What would characterize a government "farther to the right than Harper" that would make them unelectable?


----------



## groovetube (Jan 2, 2003)

why is the sky blue?


----------



## EvanPitts (Mar 9, 2007)

Macfury said:


> What would characterize a government "farther to the right than Harper" that would make them unelectable?


Any further to the right and, gasp, a goverment may actually get a grasp on waste, corruption and welfraud - which would be unpopular with all of the pocket votes that put governments into power in the first place. Oh, and can you imagine the hate-in the CBC would have! beejacon


----------



## groovetube (Jan 2, 2003)

oh yes and we all know how well conservatives keep their promises on fixing waste...

Oh right. I forgot. It's the liberals fault...
:lmao:


----------



## Ottawaman (Jan 16, 2005)

EvanPitts said:


> Any further to the right and, gasp, a goverment may actually get a grasp on waste, corruption and welfraud - which would be unpopular with all of the pocket votes that put governments into power in the first place. Oh, and can you imagine the hate-in the CBC would have! beejacon


So politicians from the right are the proper financial stewards of our Country?
Is this pattern exemplified by Mr. Mulroney?


----------



## groovetube (Jan 2, 2003)

Ottawaman said:


> So politicians from the right are the proper financial stewards of our Country?
> Is this pattern exemplified by Mr. Mulroney?


no OM.... the liberals made him do it...
:baby:


----------



## Macfury (Feb 3, 2006)

Ottawaman said:


> So politicians from the right are the proper financial stewards of our Country?
> Is this pattern exemplified by Mr. Mulroney?


No--his government wasn't remotely conservative. Big spenders, big tax hikes.


----------



## Ottawaman (Jan 16, 2005)

Ok, so from what I have read Harper had increased the size of government to new levels ( before the recession he claimed would not occur during late 2008). Is he a real conservative? Or is he a betrayer of the party and therefore a hypocrite who watered down his principles to hold onto power?


----------



## Macfury (Feb 3, 2006)

Ottawaman said:


> Ok, so from what I have read Harper had increased the size of government to new levels ( before the recession he claimed would not occur during late 2008). Is he a real conservative? Or is he a betrayer of the party and therefore a hypocrite who watered down his principles to hold onto power?

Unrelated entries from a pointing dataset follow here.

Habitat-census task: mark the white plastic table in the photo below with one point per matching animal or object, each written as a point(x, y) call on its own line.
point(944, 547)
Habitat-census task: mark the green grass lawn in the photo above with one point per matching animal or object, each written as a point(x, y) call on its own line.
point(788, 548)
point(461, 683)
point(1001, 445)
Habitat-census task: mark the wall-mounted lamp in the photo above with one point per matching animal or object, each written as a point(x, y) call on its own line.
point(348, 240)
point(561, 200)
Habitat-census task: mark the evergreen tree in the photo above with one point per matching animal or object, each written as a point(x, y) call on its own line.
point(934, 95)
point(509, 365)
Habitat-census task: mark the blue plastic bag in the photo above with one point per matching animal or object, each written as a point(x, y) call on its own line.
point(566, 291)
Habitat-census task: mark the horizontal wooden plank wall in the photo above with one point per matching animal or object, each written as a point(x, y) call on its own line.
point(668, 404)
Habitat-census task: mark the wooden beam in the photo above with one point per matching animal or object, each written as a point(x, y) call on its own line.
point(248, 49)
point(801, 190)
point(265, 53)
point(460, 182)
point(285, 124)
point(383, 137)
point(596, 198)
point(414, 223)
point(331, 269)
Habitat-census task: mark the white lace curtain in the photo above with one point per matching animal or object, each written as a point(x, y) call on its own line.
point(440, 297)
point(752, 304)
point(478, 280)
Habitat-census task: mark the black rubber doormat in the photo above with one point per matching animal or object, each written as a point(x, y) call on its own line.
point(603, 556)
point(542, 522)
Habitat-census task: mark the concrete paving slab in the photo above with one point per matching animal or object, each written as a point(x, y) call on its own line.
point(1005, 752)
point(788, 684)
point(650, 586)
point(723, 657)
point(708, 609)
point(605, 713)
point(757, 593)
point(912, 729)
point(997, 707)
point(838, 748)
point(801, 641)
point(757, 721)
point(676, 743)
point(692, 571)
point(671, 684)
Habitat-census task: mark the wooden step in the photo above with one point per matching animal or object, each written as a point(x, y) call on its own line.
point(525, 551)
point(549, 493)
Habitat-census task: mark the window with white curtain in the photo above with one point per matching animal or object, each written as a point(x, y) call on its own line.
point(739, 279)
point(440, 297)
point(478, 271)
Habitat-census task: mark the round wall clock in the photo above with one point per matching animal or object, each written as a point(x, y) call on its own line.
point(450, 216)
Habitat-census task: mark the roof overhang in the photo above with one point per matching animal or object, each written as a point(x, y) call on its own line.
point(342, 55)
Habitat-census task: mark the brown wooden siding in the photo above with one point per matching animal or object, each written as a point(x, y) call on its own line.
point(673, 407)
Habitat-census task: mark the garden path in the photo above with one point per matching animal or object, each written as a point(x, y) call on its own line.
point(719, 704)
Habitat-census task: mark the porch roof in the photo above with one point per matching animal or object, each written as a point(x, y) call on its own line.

In my opinion? Hasn't done nearly enough to wear the conservative crown comfortably. I appreciate he has held the line on taxes, but hasn't done nearly enough to control spending. Considering what the Liberals and NDP would have in store for the country (Iggy: more stimulus, more spending; Layton: Iggy, you don't dream big enough!) Harper is preferable as PM.


----------



## Ottawaman (Jan 16, 2005)

Macfury said:


> In my opinion? Hasn't done nearly enough to wear the conservative crown comfortably. I appreciate he has held the line on taxes, but hasn't done nearly enough to control spending. Considering what the Liberals and NDP would have in store for the country (Iggy: more stimulus, more spending; Layton: Iggy, you don't dream big enough!) Harper is preferable as PM.


But is he a real conservative? Especially judged on his actions. Yes or no?


----------



## groovetube (Jan 2, 2003)

Ottawaman said:


> But is he a real conservative? Especially judged on his actions. Yes or no?


I thought the "real" conservatives first got elected in 1993. Or, was it another year.

Damn I think the liberals is playin tricks with me!


----------



## Ottawaman (Jan 16, 2005)

The reason I ask is that I think he is actually a very to the right Conservative, but waters down his zeal in order to stay in power.


----------



## bsenka (Jan 27, 2009)

Ottawaman said:


> So politicians from the right are the proper financial stewards of our Country?
> Is this pattern exemplified by Mr. Mulroney?


Mulroney was not a conservative. He was a *Progressive* Conservative. There is a fundamental difference. 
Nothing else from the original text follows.